The book also describes some possible and hopeful approaches to grey
water management. His research indicates that only clorine and some toxic
metals may be completely resistant to bacterial and plant digestion in a
wetland lagoon; and that chemical free grey water is safe enough to use
directly on landscape plants and trees without processing.
He makes a good case for a statement that a mix of manure and a large
amount of water cannot be rendered free of disease causing organisms by any
method; that manure must remain at the moisture level that the body gives it
and be mixed with high carbon plant material in a well ventilated place for
at least six months to make it harmless.
He also verifies my concern that clorine is a terrible compromise
solution to the disease problem, damaging any ecosystem it enters and
contributing to certain organ cancers and respiratory problems.
He has put most of the text of his book on the internet at
http://www.weblife.org/humanure, though omitting a description of the
sawdust toilet and compost pile and the chart of nitrogen/carbon ratios.
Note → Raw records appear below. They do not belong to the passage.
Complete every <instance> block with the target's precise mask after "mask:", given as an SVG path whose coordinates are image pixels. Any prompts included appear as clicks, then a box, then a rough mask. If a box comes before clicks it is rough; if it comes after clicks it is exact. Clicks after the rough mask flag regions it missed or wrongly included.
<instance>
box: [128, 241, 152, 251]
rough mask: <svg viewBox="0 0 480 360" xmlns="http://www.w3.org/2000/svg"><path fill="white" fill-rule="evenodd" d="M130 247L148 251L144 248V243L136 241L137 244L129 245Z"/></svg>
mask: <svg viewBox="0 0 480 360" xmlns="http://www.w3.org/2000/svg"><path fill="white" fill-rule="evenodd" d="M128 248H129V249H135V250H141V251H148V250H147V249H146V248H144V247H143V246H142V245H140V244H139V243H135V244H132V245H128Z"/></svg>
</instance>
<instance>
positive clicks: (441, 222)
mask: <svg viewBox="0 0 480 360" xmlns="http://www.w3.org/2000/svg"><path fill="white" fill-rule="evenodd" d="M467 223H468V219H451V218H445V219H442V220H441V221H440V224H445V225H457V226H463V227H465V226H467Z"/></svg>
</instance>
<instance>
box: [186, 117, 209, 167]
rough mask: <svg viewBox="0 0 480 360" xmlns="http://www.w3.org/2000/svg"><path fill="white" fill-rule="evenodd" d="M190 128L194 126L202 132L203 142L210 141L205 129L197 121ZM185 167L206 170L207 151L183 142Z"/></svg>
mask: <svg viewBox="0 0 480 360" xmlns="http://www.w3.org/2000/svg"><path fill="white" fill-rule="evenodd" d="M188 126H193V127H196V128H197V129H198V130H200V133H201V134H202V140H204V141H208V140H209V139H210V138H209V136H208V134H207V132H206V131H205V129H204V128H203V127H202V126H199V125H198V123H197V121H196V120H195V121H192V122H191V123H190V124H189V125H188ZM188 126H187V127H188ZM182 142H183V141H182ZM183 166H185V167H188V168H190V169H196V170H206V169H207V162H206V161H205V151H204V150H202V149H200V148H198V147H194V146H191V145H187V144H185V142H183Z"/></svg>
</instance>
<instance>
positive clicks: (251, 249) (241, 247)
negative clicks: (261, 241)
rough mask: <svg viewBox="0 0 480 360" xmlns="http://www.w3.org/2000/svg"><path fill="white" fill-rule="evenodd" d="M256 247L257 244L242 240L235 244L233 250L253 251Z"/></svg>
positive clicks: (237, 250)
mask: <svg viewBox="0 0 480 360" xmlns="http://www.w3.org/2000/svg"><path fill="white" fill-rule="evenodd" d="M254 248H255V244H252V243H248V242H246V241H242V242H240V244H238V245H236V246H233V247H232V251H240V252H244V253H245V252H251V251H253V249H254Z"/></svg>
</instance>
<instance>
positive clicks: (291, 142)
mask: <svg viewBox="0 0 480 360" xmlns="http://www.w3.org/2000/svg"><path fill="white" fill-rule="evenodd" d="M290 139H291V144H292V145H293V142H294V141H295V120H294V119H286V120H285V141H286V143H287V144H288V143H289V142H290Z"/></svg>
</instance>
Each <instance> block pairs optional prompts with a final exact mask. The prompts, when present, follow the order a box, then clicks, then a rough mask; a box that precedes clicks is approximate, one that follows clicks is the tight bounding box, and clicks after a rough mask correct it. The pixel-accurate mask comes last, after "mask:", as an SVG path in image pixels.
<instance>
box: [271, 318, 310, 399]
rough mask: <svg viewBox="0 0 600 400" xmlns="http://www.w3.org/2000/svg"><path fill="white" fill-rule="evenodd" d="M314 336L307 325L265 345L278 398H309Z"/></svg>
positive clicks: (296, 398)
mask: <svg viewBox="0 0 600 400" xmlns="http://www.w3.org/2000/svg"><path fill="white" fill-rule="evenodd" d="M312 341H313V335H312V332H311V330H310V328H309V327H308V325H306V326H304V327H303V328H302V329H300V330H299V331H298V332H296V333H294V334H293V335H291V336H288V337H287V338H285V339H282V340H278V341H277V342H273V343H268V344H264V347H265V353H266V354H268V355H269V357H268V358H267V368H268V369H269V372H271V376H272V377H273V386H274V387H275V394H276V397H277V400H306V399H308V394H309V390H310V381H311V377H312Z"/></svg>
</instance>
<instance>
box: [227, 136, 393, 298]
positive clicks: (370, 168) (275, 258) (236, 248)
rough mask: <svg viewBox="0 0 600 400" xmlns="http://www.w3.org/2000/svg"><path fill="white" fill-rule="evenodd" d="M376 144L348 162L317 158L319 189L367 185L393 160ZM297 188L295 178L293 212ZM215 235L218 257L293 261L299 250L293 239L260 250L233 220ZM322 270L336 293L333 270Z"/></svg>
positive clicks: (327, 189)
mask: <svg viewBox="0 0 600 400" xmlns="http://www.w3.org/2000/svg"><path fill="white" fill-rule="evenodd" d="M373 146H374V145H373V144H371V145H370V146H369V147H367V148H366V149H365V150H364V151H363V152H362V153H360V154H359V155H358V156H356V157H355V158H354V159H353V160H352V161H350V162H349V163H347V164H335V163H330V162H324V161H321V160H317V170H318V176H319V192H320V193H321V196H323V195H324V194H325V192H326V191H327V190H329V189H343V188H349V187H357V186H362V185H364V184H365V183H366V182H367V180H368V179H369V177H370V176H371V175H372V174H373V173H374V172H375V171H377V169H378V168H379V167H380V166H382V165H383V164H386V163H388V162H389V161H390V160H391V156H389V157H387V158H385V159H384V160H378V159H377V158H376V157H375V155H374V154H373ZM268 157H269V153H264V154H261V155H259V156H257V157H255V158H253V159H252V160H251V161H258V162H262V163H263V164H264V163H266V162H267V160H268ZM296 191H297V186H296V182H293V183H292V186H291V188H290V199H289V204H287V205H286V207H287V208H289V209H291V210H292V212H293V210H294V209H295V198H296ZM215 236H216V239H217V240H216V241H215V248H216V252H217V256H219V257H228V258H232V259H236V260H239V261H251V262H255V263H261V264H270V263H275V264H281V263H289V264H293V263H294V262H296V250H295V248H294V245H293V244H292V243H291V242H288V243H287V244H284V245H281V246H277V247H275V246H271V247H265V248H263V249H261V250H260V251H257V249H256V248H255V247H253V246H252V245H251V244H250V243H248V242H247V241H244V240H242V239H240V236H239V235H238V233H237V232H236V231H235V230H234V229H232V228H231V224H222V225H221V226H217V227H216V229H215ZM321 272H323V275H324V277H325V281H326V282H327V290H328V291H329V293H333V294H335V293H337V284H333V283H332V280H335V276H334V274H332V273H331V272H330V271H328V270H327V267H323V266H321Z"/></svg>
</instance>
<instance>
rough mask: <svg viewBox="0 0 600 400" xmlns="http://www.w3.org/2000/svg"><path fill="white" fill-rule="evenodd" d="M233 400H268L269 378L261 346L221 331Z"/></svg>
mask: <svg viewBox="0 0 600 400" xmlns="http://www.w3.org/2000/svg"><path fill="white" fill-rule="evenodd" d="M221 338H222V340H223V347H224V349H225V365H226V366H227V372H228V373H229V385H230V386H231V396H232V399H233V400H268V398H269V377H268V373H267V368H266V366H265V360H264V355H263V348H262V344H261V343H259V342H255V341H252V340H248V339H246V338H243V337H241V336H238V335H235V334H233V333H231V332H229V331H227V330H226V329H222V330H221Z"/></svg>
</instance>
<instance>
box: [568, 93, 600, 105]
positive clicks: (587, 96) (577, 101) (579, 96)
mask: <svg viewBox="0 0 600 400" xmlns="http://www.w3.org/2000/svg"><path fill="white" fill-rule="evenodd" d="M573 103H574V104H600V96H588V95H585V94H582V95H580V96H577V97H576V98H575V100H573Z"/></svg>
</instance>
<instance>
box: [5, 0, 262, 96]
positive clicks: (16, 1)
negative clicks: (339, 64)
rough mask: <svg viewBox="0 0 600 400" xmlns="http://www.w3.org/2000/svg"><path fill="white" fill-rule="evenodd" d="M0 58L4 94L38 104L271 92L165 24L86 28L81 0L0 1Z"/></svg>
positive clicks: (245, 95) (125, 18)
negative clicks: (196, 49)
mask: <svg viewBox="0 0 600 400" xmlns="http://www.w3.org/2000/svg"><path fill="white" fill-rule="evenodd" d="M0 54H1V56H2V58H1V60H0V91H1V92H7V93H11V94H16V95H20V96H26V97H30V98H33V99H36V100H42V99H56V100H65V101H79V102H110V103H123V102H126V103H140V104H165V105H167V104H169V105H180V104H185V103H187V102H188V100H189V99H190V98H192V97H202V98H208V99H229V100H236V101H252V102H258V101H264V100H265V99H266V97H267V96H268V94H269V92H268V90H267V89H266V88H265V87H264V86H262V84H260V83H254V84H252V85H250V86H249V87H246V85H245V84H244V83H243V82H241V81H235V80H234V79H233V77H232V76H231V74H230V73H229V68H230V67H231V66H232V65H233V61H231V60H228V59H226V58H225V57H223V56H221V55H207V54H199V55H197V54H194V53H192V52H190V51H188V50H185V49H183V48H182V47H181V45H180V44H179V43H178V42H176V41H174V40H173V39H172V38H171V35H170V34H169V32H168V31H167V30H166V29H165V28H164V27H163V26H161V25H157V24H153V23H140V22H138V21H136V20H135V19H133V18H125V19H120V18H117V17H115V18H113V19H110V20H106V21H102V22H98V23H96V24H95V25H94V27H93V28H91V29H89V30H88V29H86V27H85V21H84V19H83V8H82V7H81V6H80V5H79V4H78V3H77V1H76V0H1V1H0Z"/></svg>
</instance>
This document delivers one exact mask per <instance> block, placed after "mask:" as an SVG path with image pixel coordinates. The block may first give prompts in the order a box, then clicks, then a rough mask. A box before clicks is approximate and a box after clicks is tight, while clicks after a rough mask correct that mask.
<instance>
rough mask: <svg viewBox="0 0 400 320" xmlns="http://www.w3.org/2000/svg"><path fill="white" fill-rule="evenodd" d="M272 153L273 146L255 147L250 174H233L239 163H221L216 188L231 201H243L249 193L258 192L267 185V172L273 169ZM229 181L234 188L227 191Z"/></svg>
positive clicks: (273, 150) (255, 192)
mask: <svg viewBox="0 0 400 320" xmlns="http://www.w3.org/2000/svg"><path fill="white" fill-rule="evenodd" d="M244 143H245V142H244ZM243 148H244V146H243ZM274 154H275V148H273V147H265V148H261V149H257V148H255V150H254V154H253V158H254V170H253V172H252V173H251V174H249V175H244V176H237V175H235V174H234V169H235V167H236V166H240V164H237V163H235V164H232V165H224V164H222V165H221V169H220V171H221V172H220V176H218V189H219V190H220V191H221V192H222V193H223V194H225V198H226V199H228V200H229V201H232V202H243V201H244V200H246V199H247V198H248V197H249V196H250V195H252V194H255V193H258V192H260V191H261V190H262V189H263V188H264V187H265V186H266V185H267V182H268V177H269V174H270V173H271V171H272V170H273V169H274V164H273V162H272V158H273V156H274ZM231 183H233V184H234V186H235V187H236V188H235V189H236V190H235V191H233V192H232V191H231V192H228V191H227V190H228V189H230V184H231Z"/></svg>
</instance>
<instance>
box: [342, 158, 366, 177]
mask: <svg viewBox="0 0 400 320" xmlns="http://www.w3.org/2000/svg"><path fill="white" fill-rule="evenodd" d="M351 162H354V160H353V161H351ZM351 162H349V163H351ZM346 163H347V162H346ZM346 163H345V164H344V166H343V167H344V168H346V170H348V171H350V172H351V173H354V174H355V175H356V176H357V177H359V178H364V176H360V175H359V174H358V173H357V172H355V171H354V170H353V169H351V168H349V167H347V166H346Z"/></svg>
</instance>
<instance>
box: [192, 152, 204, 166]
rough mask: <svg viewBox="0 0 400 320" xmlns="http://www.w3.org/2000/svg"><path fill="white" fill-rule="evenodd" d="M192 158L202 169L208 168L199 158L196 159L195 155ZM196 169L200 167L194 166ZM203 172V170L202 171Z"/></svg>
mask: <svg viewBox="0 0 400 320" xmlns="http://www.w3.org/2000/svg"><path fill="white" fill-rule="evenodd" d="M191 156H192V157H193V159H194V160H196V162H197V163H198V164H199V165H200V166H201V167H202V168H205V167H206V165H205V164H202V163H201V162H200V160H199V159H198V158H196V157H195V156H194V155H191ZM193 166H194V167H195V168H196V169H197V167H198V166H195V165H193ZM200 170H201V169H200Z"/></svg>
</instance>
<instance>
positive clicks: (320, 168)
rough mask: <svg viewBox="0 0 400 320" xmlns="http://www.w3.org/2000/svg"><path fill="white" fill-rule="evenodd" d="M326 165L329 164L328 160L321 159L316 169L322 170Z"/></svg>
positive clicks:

In his chart I note that any green plant material is too high in
nitrogen to effectively balance the manure and urine for the air breathing
bacteria that prevent odor and produce heat. Dirt or finished compost also
fails. Dry Leaves and brown evergreen needles are adequate, brittle straw
and very dry weeds are better, and sawdust is totally ideal. Very dry
brittle blackberry vines work well for me. The test is how quickly the odor
vanishes and how well it remains gone.
Mr. Jenkin's website provides a link to the state statutes about
composting human manure. The criteria in the Oregon law are very difficult
to meet without compromising the need for intense ventilation, preservation
of the bacterial heat and a bulky high carbon vegetable mass. Some compost
toilet salepeople insist that their toilet meets this challenge but I'm
doubtful. The federal authority people have shown support for Mr. Jenkin's
views but his method as he does it is definitely illegal in Oregon. I
believe a compost pile in a shallow waterproof hole with a rain cover and
with misquito netting on all sides may meet enough of Oregon's criteria to
be allowed in some counties but I have not discussed this with any building
code people out of fear of attack by them.